The three manufacturers – Olympus America, Inc., Fujifilm Medical Systems, U.S.A., Inc., and Hoya Corp. (Pentax Life Care Division) – that market duodenoscopes sold in the U.S will have 30 days to submit postmarket surveillance plans to the FDA. These proposals must detail their plans to conduct studies to evaluate, among other things, how well health care personnel are following instructions to clean and disinfect duodenoscopes between patients and to better understand the rate of contamination of clinically used duodenoscopes. These studies are based on the FDA’s current understanding of factors that may be contributing to infection outbreaks following endoscopic retrograde cholangiopancreatography procedures (ERCP), as well as the information needed to help fill gaps in knowledge.
Duodenoscopes are flexible, lighted tubes that are used to treat patients undergoing ERCP. More than 500,000 ERCPs are performed each year in the United States. These procedures often are life-saving and are the least invasive way of draining fluids from pancreatic and biliary ducts blocked by cancerous tumors, gallstones or other conditions.
However, the FDA has identified evidence that duodenoscopes have contributed to the transmission of infections, including antibiotic resistant infections, to patients. Duodenoscopes undergo a multi-step cleaning and high-level disinfection procedure called reprocessing so the medical devices can be reused between patients. The complex design of the devices makes it difficult to remove contaminants compared to other types of endoscopes. The FDA’s analysis to date also indicates that manufacturer’s reprocessing instructions are not always being followed correctly, as these instructions are labor intensive and prone to human error.
The goal of these studies is to collect useful data about the effectiveness of current reprocessing instructions and practices that can provide the FDA with information necessary to protect the public health, including taking action to help reduce the risk of duodenoscope infections. Specifically, the manufacturers’ studies are required to answer three important surveillance questions:
•Are user materials, such as user manuals, brochures and quick reference guides included in the manufacturers’ duodenoscope labeling and instructions for use, sufficient to ensure user adherence to the manufacturers’ reprocessing instructions?

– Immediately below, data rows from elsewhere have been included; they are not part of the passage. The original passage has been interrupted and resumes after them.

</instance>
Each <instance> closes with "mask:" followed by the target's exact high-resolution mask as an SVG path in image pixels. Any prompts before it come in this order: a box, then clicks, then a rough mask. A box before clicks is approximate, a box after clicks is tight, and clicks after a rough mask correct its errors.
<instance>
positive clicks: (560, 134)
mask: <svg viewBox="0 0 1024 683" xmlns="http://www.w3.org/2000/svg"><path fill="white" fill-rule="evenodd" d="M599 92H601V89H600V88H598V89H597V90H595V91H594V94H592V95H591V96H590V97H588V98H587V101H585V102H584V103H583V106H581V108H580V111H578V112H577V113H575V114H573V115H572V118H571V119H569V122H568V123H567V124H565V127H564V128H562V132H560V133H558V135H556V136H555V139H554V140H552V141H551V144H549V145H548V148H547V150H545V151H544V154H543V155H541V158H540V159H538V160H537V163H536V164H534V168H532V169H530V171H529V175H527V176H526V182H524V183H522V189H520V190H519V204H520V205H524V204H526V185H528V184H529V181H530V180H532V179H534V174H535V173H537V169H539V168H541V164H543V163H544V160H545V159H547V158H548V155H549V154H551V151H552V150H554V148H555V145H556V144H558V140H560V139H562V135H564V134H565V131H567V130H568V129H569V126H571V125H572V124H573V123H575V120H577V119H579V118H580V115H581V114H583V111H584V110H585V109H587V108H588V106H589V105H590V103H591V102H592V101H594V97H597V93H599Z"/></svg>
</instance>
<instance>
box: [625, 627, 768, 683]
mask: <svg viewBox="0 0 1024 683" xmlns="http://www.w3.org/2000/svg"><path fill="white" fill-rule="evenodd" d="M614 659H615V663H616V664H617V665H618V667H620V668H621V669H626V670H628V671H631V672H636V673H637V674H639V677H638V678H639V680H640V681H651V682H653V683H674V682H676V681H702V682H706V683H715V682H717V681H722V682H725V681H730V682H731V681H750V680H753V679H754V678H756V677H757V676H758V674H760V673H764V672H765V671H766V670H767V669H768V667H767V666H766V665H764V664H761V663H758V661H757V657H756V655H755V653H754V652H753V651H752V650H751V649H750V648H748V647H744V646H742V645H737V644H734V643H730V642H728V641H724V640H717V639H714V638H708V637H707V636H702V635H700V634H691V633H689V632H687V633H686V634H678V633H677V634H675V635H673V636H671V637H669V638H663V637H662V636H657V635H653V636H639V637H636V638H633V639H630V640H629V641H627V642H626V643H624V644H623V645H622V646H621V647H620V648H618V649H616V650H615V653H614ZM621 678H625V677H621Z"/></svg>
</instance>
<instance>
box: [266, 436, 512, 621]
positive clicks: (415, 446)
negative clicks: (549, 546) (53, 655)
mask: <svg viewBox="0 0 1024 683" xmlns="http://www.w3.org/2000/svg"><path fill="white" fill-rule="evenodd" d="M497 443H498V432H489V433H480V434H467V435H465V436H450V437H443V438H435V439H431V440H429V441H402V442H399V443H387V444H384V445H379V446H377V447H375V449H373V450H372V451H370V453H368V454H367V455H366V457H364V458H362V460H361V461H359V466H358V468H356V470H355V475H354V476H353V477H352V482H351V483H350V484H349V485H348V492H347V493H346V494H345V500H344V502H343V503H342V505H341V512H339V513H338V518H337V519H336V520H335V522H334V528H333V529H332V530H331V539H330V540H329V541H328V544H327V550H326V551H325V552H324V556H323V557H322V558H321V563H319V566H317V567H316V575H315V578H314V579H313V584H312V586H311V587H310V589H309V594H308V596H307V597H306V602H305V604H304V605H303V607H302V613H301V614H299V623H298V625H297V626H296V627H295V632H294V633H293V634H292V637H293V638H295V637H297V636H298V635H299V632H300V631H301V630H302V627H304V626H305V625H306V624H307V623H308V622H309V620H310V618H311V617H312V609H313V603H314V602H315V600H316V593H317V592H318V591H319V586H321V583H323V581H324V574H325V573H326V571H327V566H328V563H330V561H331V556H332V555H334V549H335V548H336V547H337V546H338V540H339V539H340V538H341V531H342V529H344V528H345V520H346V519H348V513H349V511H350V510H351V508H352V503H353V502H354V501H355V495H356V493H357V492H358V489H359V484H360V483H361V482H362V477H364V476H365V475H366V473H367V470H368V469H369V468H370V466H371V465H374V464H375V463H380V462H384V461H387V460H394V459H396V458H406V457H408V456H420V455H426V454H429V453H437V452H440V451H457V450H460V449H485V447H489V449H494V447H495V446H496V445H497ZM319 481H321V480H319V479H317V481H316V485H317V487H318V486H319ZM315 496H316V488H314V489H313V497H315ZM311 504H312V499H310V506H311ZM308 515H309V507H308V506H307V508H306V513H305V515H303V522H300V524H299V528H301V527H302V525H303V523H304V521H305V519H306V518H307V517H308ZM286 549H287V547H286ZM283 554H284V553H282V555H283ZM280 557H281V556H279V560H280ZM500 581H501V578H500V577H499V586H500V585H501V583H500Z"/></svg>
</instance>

•After use of the manufacturer’s validated reprocessing instructions, what percentage of clinically used duodenoscopes remain contaminated with viable microorganisms?

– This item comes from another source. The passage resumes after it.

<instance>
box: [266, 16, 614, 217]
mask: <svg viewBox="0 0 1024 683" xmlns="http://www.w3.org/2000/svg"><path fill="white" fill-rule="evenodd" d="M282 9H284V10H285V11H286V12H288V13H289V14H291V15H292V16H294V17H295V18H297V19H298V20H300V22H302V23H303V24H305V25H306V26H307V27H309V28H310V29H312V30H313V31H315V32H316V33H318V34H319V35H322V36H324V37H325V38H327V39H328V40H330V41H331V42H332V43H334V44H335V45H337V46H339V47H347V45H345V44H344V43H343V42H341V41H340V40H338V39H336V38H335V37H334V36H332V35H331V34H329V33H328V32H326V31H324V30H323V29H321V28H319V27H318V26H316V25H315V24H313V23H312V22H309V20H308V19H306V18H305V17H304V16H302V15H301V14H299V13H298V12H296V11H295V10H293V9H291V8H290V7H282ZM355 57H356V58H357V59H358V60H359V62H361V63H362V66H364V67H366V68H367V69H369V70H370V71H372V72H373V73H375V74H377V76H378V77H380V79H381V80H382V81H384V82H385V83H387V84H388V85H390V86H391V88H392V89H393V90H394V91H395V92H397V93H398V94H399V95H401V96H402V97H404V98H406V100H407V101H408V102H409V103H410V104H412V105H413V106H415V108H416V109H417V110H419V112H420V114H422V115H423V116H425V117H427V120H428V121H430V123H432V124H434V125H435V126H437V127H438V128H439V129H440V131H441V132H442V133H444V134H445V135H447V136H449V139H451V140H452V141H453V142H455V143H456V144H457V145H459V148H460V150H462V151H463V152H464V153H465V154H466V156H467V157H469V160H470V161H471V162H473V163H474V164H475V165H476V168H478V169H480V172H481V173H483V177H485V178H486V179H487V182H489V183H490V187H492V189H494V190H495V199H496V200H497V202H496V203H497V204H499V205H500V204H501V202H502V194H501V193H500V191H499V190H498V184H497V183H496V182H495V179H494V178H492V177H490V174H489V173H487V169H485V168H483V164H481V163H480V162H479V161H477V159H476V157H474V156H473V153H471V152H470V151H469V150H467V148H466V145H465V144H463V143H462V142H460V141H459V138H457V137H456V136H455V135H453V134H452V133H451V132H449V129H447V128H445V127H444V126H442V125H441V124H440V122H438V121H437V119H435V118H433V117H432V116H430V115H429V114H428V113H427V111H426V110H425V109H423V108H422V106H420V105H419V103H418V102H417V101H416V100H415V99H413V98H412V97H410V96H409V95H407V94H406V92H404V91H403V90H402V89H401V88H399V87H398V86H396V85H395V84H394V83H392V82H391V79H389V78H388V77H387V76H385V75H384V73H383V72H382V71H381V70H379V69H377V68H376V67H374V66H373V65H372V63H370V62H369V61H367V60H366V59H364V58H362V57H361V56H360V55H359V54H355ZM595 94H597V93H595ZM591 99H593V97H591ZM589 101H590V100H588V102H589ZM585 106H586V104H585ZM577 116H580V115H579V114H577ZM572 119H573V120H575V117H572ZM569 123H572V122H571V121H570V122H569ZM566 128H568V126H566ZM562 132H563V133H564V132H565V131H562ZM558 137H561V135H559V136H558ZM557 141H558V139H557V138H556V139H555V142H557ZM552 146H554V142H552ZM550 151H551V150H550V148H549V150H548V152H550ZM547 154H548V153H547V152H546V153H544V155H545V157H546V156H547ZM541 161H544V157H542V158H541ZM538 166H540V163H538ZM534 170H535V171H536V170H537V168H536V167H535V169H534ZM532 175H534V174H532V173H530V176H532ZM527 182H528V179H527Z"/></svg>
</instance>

•For devices that remain contaminated after use of the manufacturers’ labeled reprocessing instructions, what factors contribute to microbial contamination and what steps are necessary to adequately decontaminate the device?

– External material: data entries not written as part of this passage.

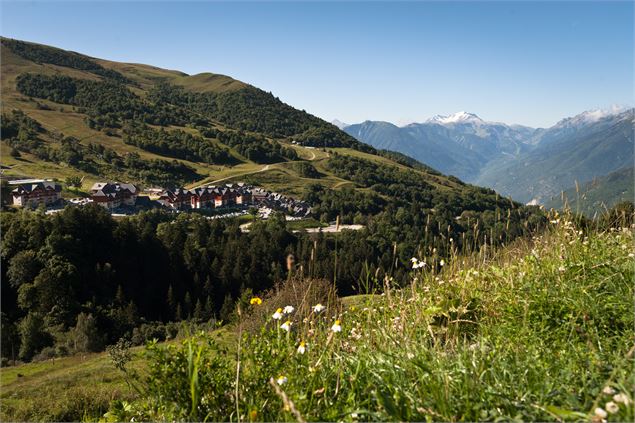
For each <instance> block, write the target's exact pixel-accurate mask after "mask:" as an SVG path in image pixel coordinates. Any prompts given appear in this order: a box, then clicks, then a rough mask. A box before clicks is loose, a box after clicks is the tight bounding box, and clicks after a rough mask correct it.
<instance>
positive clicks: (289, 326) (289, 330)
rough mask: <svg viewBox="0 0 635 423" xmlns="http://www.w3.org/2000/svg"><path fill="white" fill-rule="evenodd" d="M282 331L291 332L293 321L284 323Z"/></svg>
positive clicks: (280, 325)
mask: <svg viewBox="0 0 635 423" xmlns="http://www.w3.org/2000/svg"><path fill="white" fill-rule="evenodd" d="M280 329H282V330H285V331H287V332H289V331H290V330H291V321H290V320H287V321H286V322H284V323H283V324H281V325H280Z"/></svg>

As there are no alternative devices for ERCP, the FDA believes at this time that the continued availability of duodenoscopes is in the best interest of the public health. However, the results of the postmarket surveillance studies could help inform the FDA’s next steps and future risk mitigation strategies, such as informing new labeling for the devices to include different reprocessing instructions or other administrative or regulatory actions necessary to protect the public health.